Atlas 5 rocket on its way to Space Launch Complex 41 at Cape Canaveral Air Force Station. Credit: SpaceNews
Atlas 5 rocket on its way to Space Launch Complex 41 at Cape Canaveral Air Force Station. Credit: SpaceNews

One priority will be to upgrade the range infrastructure, Schiess said. A recent improvements in the use of mobile vans to receive telemetry and instrumentation data from satellites. Those same vans previously has been used to monitor the electromagnetic spectrum in advance of a launch to make sure transmitters in the area — such as cruise ships — were not using frequencies that could harm a satellite.“The same vans can get upgraded equipment to receive telemetry and instrumentation,” said Schiess. The benefit is that big antennas can be removed from ranges, reducing infrastructure and manpower costs.

Another goal is to increase the use of autonomous flight safety systems, a technology that SpaceX already has deployed for its launches at Cape Canaveral. “That’s the future,” said Schiess. “That’s where we want everyone to go to. It makes for a more responsive range because we don’t have to bring out as many assets to do range safety. ULA and others will move towards that too.”

More commercial activity
The state of Florida’s spaceport authority, known as Space Florida, has been a longtime partner of the 45th Space Wing.

“We are planning infrastructure on the Cape to support 100 to 200 launches a year,” Space Florida’s president and CEO Frank DiBello told SpaceNews on Monday.

The strategy for several years has been to attract rocket manufacturers to set up shop along Florida’s space coast, DiBello said.

“We went after other activities so we can get beyond just launching stuff,” he said. “This has always been the nation’s launch site, predominantly populated by companies that were manufacturing rockets elsewhere and flying them to Florida. Today more of the hardware is being built here. It makes integration, refurbishment easier.”

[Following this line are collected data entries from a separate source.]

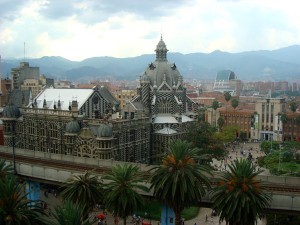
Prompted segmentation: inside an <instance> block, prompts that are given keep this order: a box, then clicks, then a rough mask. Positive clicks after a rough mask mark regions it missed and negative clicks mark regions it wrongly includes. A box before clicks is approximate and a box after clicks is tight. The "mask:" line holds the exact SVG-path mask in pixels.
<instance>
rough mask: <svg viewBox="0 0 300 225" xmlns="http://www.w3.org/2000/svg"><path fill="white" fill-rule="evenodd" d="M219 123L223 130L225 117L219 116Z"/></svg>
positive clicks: (219, 128) (224, 120)
mask: <svg viewBox="0 0 300 225" xmlns="http://www.w3.org/2000/svg"><path fill="white" fill-rule="evenodd" d="M217 123H218V126H219V129H220V130H222V127H223V125H224V123H225V120H224V118H223V117H219V119H218V121H217Z"/></svg>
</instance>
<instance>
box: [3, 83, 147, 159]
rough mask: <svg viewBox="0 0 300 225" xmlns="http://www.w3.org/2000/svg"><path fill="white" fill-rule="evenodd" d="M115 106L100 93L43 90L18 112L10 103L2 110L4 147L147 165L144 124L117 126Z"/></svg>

What used to the Orbiter Processing Facility 3 is being transitioned into a modern assembly line where Boeing is making the Starliner commercial crew vehicle that will fly astronauts to the International Space Station next year. Florida pumped $35 million into an older operations and checkout facility at Kennedy Space Center where now Lockheed Martin is building the Orion multipurpose crew vehicle for NASA.

Space Florida will own and operate an 850,000 square foot building where commercial rocket maker Blue Origin will manufacture the New Glenn, a launch vehicle that will compete for national security launches.

Space Florida also is working to attract the burgeoning small launch industry. It signed an agreement with NASA a couple of years ago to take over the launch and landing facility where the Space Shuttle used to land. Space Florida inked a 30-year deal to turn the facility into a multiuser spaceport. Target customers would be companies like Sierra Nevada and Virgin Orbit that operate smaller vehicles.